Language-wise, here are two abbreviation:
- Father, who x, do y that z, for Jesus’ sake!
- Jesus, You x. Y! In order that z.
That first example is purposefully a single sentence, which is the Latin style. And, if you think about it, we only come to God in prayer because He has already promised to listen. That is one sentence’s worth, admittedly a very full and profound sentence.
Now let’s consider it in collect form: The Triune God (1) hears us (2), so we pray (3) in order that He hear us (4) according to the promises fulfilled in Jesus (5)! The structure is a beautiful explanation of, frankly, a whole lot of Christian life! That sentence may not be a prayer itself, but it directs us first to God and His revelation by the Word and only then to us, after we’ve been given perspective.
For Lent, consider keeping a prayer journal. Meditate and pray within, and write a collect. Summarize why you pray specifically to God. Summarize what you seek from Him, but also consider yourself in the perspective of Scripture. Look outside yourself. Consider the needs of others and the prayer requests you’re exposed to throughout the day. Try to roll all the prayers into one that you write down.
By all means, use the collects written by others to inform or guide you. We are not in prayer alone, but as members of the One Body, the Church! Still, I expect you will find it helpful, insightful, and devotional to use the form with your own words and expressions.
If you want to repeat a prayer? Does that count as a writing exercise? You don’t need my permission. Repeating prayers has been common throughout, I don’t know, all time and space forever and ever? Mind you, angels repeat their songs and praises all the time. The eternal God is not always looking for something new.

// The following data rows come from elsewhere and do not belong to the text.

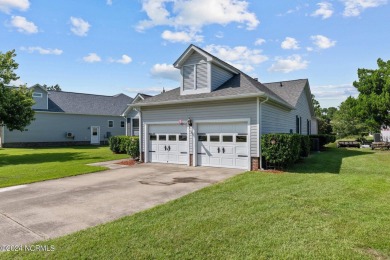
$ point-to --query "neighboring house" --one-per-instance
(218, 114)
(66, 118)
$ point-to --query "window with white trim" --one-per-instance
(195, 76)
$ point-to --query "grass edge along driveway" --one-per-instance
(22, 166)
(333, 206)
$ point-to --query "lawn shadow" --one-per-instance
(37, 158)
(328, 161)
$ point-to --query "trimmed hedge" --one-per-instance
(324, 139)
(281, 150)
(125, 144)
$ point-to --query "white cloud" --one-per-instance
(185, 15)
(240, 57)
(165, 71)
(149, 90)
(92, 58)
(125, 59)
(322, 42)
(7, 5)
(79, 26)
(290, 44)
(42, 51)
(289, 64)
(219, 35)
(260, 41)
(355, 7)
(181, 37)
(23, 25)
(325, 10)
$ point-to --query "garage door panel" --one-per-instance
(223, 145)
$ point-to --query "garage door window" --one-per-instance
(214, 138)
(202, 138)
(241, 138)
(227, 138)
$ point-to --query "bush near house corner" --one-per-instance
(125, 144)
(324, 139)
(281, 150)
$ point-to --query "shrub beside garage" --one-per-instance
(281, 150)
(125, 144)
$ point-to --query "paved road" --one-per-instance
(34, 212)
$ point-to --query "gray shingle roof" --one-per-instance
(238, 85)
(79, 103)
(290, 91)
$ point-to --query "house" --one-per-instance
(67, 118)
(218, 114)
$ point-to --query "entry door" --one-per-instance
(95, 134)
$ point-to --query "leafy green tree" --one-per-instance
(373, 105)
(346, 121)
(15, 102)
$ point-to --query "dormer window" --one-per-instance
(195, 76)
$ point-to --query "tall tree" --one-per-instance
(374, 95)
(15, 103)
(346, 121)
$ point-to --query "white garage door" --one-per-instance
(168, 144)
(223, 145)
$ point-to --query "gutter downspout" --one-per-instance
(260, 132)
(141, 126)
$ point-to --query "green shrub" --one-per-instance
(125, 144)
(324, 139)
(281, 150)
(305, 145)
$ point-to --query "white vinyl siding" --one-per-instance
(277, 120)
(219, 76)
(227, 110)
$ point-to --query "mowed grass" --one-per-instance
(335, 205)
(21, 166)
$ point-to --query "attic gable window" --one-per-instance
(195, 76)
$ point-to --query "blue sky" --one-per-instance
(128, 46)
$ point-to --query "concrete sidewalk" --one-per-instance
(38, 211)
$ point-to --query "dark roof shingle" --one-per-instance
(80, 103)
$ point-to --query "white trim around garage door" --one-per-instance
(146, 138)
(195, 133)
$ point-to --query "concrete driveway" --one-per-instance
(33, 212)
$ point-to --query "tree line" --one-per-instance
(367, 113)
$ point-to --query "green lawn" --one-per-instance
(21, 166)
(335, 205)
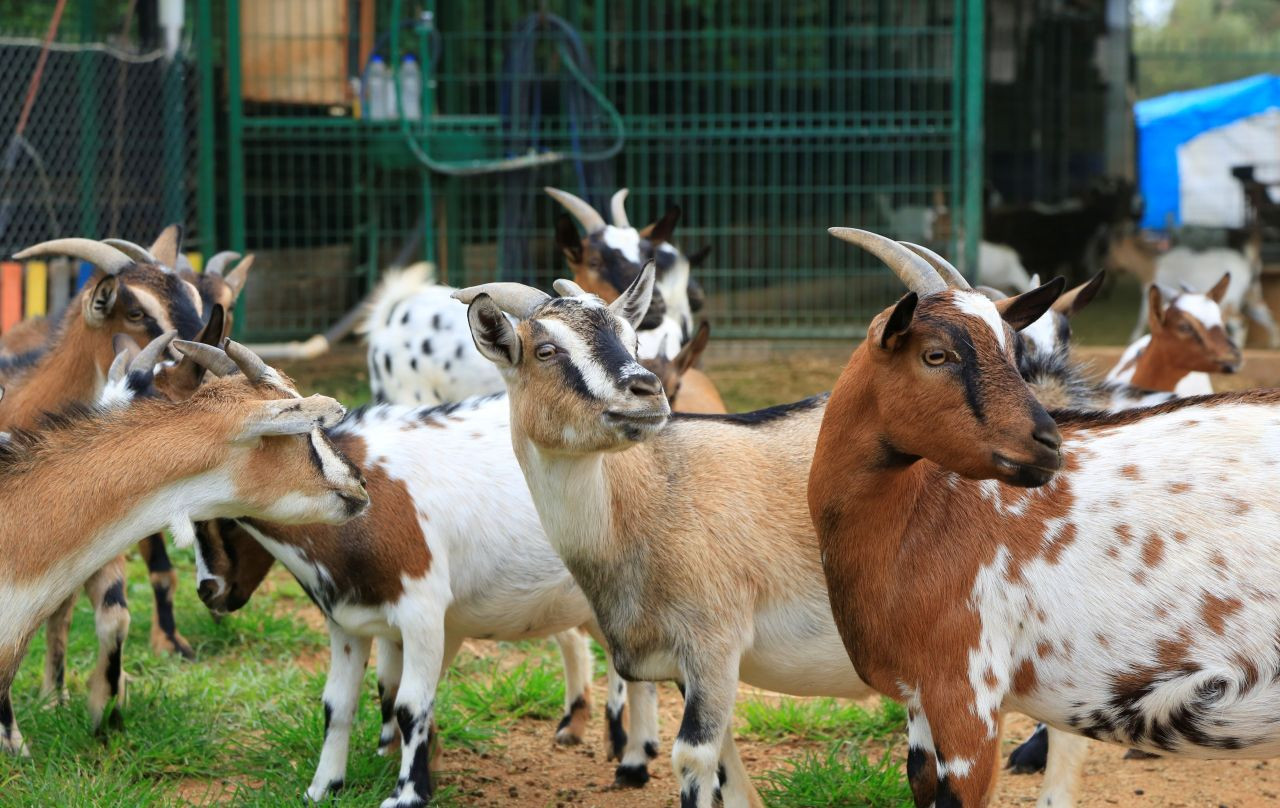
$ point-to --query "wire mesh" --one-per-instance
(109, 147)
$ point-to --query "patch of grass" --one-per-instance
(842, 776)
(823, 720)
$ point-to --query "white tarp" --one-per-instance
(1208, 195)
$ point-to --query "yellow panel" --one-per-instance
(37, 290)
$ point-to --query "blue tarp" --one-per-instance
(1168, 122)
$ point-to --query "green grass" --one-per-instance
(842, 777)
(822, 720)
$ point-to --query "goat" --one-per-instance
(1185, 266)
(1187, 342)
(451, 548)
(1176, 656)
(1064, 237)
(245, 446)
(686, 533)
(129, 292)
(218, 292)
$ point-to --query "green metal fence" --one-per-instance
(766, 122)
(101, 140)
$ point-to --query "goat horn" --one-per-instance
(219, 263)
(515, 298)
(586, 215)
(214, 360)
(944, 266)
(99, 254)
(617, 205)
(567, 288)
(149, 357)
(250, 364)
(140, 254)
(910, 268)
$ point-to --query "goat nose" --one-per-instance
(644, 386)
(1046, 432)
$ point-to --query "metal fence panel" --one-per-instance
(766, 122)
(106, 145)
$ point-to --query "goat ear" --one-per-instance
(890, 332)
(493, 333)
(238, 277)
(100, 301)
(691, 352)
(1079, 297)
(1219, 290)
(291, 416)
(567, 238)
(1024, 309)
(632, 305)
(662, 229)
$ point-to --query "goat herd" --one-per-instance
(968, 523)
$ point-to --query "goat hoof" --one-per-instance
(1031, 756)
(1138, 754)
(630, 776)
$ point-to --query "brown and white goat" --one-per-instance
(128, 293)
(1188, 341)
(451, 549)
(243, 446)
(1091, 574)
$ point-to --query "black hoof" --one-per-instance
(630, 776)
(1032, 754)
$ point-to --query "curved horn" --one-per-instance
(515, 298)
(567, 288)
(101, 255)
(140, 254)
(215, 265)
(944, 266)
(910, 268)
(584, 213)
(214, 360)
(149, 357)
(250, 364)
(617, 206)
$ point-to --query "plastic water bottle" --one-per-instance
(376, 90)
(411, 88)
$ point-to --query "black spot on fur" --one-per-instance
(114, 596)
(1031, 756)
(616, 731)
(759, 416)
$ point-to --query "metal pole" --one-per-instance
(973, 129)
(206, 206)
(234, 145)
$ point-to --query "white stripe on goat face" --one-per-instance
(981, 307)
(600, 380)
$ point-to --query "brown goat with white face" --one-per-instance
(131, 292)
(243, 446)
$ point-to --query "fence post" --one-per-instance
(234, 145)
(973, 131)
(206, 210)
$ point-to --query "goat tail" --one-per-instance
(396, 287)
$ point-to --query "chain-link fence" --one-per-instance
(97, 128)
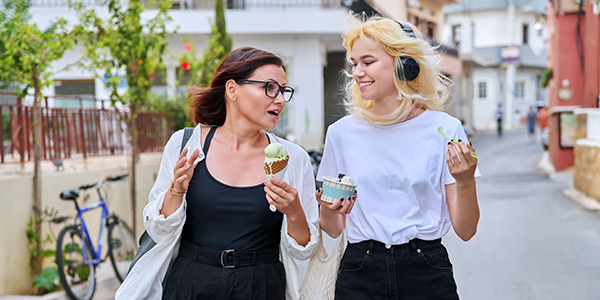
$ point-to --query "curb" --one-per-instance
(106, 286)
(585, 201)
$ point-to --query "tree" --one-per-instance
(219, 44)
(125, 45)
(27, 55)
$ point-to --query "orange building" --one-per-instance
(574, 55)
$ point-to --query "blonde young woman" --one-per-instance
(414, 184)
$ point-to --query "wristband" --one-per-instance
(174, 192)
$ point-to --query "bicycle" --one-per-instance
(76, 256)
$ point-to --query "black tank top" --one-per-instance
(227, 217)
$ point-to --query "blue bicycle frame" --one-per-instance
(84, 231)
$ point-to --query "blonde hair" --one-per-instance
(428, 91)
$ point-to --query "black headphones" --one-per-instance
(407, 67)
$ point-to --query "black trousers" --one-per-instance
(416, 270)
(190, 277)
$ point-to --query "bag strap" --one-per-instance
(187, 133)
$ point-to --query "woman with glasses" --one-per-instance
(212, 200)
(414, 182)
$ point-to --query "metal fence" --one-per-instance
(210, 4)
(68, 131)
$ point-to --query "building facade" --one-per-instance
(575, 84)
(502, 45)
(306, 33)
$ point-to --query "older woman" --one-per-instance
(213, 199)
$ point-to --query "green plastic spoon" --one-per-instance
(442, 133)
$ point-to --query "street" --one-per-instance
(533, 242)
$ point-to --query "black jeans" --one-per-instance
(416, 270)
(194, 275)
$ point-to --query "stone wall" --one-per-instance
(17, 199)
(587, 168)
(587, 152)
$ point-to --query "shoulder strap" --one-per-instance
(187, 133)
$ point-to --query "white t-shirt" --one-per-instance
(401, 173)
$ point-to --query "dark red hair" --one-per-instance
(207, 104)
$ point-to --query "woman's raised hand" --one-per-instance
(339, 206)
(184, 169)
(460, 162)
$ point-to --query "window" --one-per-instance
(482, 90)
(520, 89)
(431, 30)
(525, 34)
(456, 31)
(85, 88)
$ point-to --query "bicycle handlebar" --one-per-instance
(116, 178)
(74, 193)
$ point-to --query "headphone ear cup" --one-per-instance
(407, 68)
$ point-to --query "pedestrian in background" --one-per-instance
(531, 121)
(216, 211)
(499, 117)
(414, 184)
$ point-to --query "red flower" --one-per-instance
(185, 65)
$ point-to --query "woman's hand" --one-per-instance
(184, 169)
(283, 196)
(460, 162)
(339, 206)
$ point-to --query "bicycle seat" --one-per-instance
(69, 194)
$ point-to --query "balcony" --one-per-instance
(209, 4)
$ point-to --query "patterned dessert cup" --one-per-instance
(277, 168)
(333, 189)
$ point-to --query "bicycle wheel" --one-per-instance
(122, 247)
(77, 276)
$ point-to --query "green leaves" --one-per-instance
(29, 50)
(48, 279)
(126, 45)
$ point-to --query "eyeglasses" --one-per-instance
(272, 89)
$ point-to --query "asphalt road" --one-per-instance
(533, 242)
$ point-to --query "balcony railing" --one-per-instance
(210, 4)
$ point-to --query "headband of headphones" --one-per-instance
(407, 68)
(407, 29)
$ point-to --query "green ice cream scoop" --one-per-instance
(274, 152)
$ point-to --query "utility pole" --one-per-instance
(511, 68)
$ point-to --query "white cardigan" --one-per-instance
(144, 281)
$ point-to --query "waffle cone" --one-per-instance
(276, 166)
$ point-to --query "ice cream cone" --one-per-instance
(277, 168)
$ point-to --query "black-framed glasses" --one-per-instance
(272, 89)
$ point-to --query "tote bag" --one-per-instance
(321, 273)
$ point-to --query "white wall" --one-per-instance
(17, 200)
(301, 36)
(484, 110)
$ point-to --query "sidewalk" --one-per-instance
(566, 177)
(106, 286)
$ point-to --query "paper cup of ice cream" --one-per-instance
(334, 188)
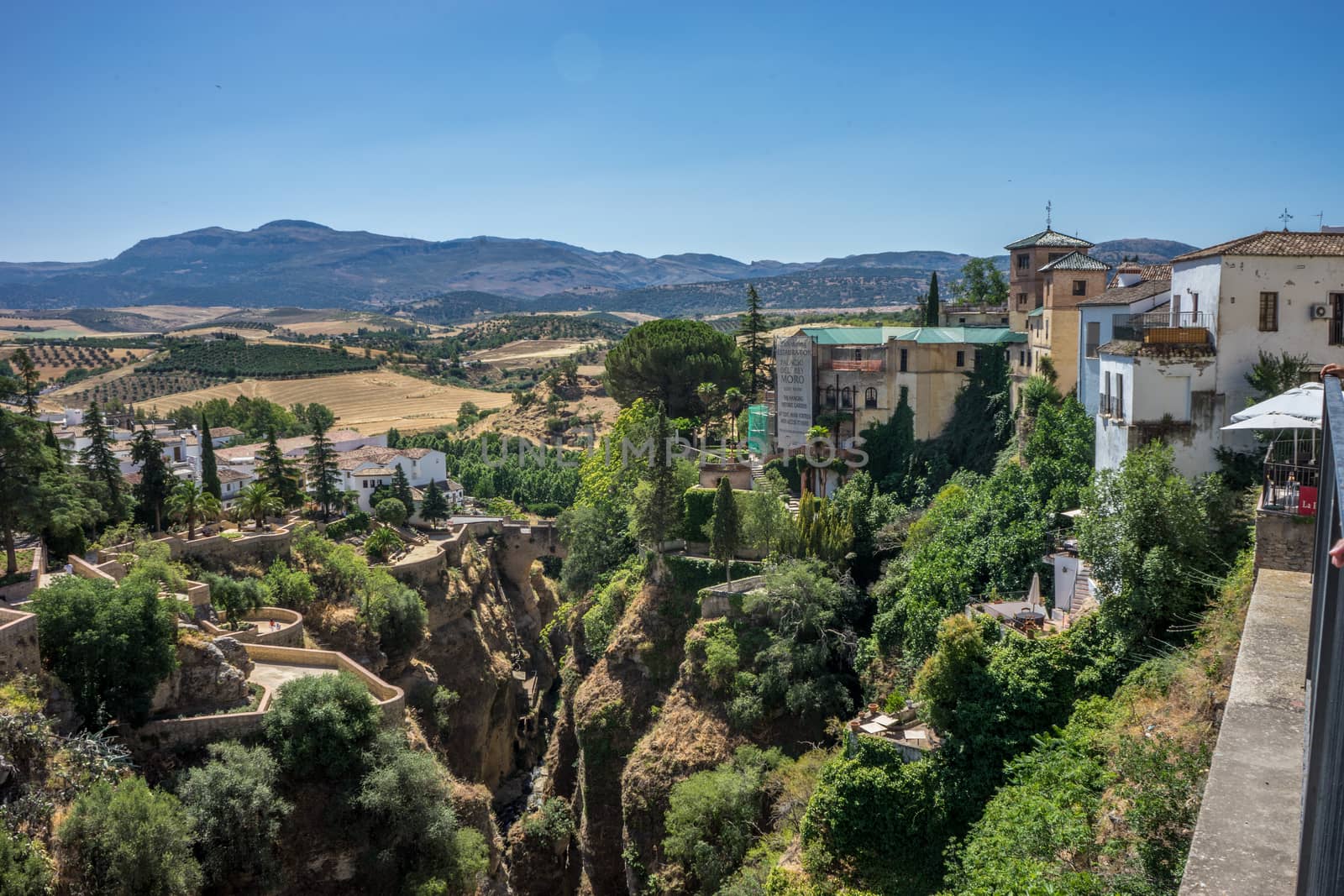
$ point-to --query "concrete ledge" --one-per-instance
(1247, 836)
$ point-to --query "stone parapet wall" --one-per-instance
(1284, 542)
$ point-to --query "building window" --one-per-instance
(1093, 338)
(1269, 312)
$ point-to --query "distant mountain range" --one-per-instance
(302, 264)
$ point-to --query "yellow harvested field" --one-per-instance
(367, 402)
(528, 349)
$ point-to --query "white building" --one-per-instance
(1182, 374)
(1136, 289)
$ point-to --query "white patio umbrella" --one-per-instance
(1304, 402)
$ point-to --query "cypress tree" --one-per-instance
(727, 532)
(156, 481)
(323, 473)
(100, 461)
(279, 473)
(753, 325)
(434, 506)
(933, 309)
(208, 472)
(402, 490)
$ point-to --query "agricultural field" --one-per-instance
(233, 358)
(369, 402)
(128, 387)
(524, 352)
(55, 362)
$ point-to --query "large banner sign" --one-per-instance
(793, 390)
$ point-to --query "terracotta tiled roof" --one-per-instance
(1274, 242)
(1126, 295)
(1077, 261)
(1050, 238)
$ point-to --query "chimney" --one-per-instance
(1129, 275)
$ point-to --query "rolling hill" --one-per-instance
(307, 265)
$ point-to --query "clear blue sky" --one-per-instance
(772, 130)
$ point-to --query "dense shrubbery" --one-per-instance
(233, 358)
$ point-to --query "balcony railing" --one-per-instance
(1321, 846)
(866, 365)
(1166, 328)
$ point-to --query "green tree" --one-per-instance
(727, 531)
(37, 492)
(235, 598)
(434, 506)
(129, 840)
(665, 360)
(753, 343)
(100, 463)
(208, 469)
(1147, 537)
(156, 481)
(323, 473)
(320, 726)
(257, 501)
(279, 473)
(712, 815)
(416, 836)
(382, 542)
(1273, 375)
(237, 813)
(31, 382)
(391, 512)
(111, 645)
(983, 284)
(933, 311)
(402, 490)
(190, 504)
(24, 869)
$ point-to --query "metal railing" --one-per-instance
(1320, 869)
(1164, 327)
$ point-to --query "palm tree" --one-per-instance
(190, 503)
(257, 501)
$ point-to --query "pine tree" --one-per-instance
(323, 473)
(31, 382)
(156, 481)
(727, 532)
(933, 311)
(208, 472)
(434, 506)
(402, 490)
(101, 463)
(753, 327)
(279, 473)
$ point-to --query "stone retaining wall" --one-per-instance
(18, 642)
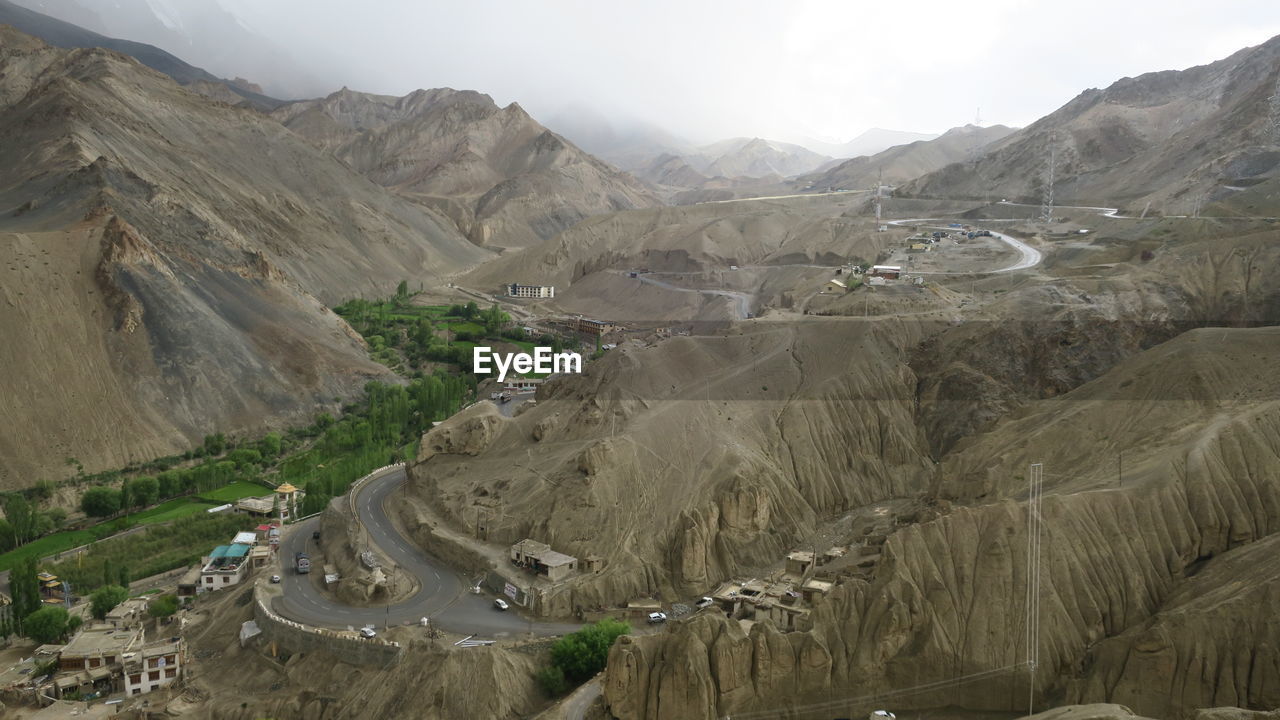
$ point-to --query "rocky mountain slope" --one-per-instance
(503, 178)
(754, 158)
(1175, 139)
(187, 246)
(62, 33)
(868, 142)
(903, 163)
(1142, 568)
(205, 33)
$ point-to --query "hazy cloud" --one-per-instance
(778, 69)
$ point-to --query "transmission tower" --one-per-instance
(1047, 204)
(880, 188)
(1275, 112)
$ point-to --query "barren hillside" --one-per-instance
(1176, 139)
(187, 246)
(503, 178)
(904, 163)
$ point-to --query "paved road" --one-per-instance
(576, 703)
(443, 595)
(741, 300)
(1027, 255)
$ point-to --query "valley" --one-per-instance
(979, 423)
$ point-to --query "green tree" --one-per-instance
(100, 501)
(24, 588)
(42, 490)
(144, 492)
(215, 443)
(163, 606)
(552, 680)
(48, 624)
(105, 598)
(583, 654)
(22, 515)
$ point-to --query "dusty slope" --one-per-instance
(432, 682)
(689, 460)
(65, 35)
(506, 180)
(1170, 137)
(904, 163)
(184, 244)
(754, 158)
(698, 237)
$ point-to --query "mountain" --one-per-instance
(1175, 139)
(754, 158)
(869, 142)
(631, 145)
(671, 171)
(202, 32)
(908, 162)
(501, 176)
(64, 35)
(167, 261)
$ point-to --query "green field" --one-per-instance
(45, 546)
(466, 327)
(170, 510)
(232, 492)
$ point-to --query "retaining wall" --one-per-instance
(297, 637)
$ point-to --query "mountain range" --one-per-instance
(503, 178)
(190, 247)
(1178, 140)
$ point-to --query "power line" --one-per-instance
(876, 697)
(1036, 482)
(1034, 522)
(1047, 204)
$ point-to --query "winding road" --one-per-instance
(442, 595)
(1027, 255)
(741, 300)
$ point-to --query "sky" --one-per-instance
(708, 69)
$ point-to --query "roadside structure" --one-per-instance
(530, 291)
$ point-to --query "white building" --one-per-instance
(152, 668)
(538, 291)
(225, 566)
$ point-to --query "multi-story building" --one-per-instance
(225, 566)
(535, 291)
(152, 668)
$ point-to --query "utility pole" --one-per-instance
(1275, 112)
(880, 185)
(1047, 205)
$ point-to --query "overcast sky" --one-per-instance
(780, 69)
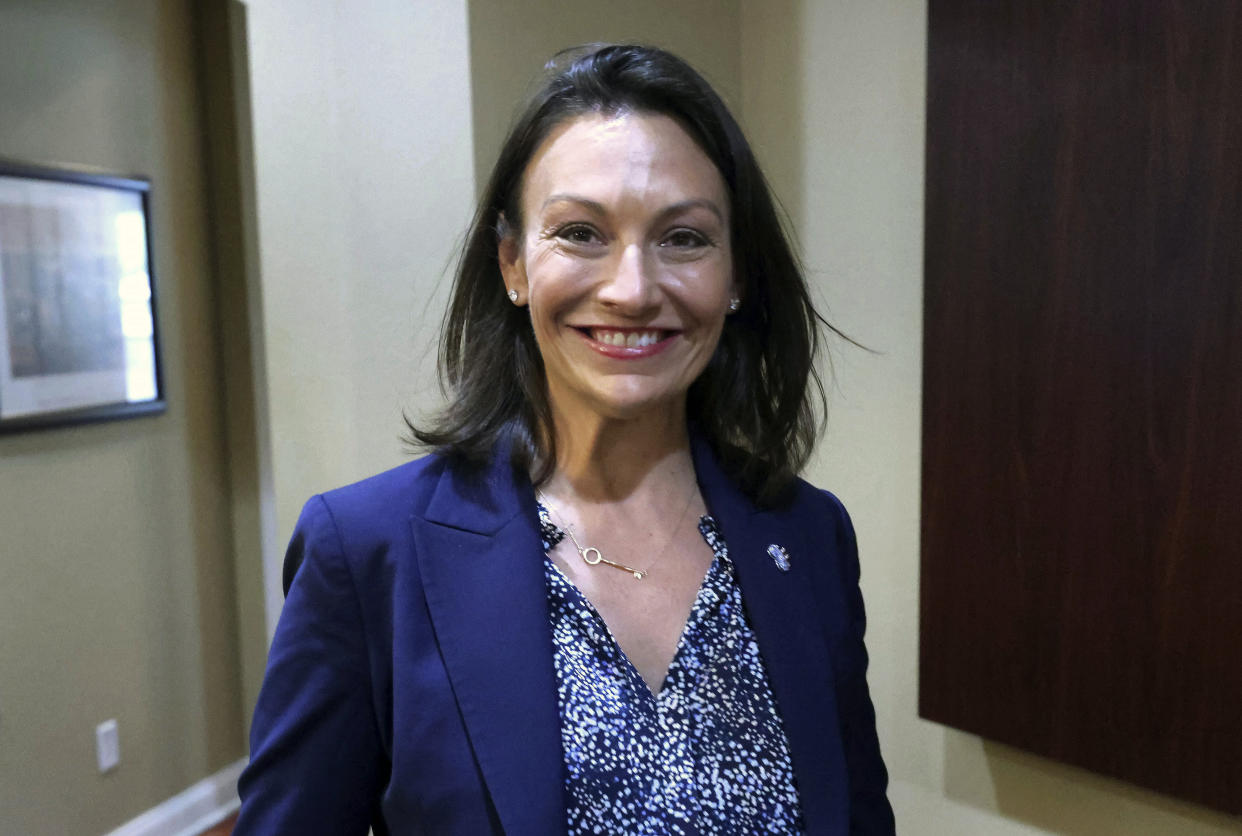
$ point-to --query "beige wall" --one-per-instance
(116, 574)
(512, 41)
(364, 184)
(834, 97)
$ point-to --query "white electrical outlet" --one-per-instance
(107, 745)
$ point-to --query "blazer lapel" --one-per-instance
(786, 620)
(481, 560)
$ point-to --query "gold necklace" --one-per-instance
(593, 557)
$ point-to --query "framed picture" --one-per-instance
(77, 298)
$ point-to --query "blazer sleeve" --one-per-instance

Historically, every Sunday is a celebration of the Resurrection, so Sundays are not considered fasting days. Each Sunday has a collect, anyway, so listen to it in church. Receive God’s gifts rather than offer your own, and reflect upon the prayer and the God who does so much on our behalf.
Actually, if you just want to pray collects, rather than write them, every day that’s a great Lenten discipline, too. There are collects in the Lutheran hymnals (and I do suggest everyone have a hymnal in the home), in the Treasury of Daily Prayer, and in books like A Year in the Old Testament: Meditations for Each Day of the Church Year (Also available for the New Testament.).
Instead of dwelling first on ourselves, let’s dwell on Him who is unlike any other and has done the greatest of feats because of His mercy and His Son, our Lord Jesus Christ. Come, Lord Jesus!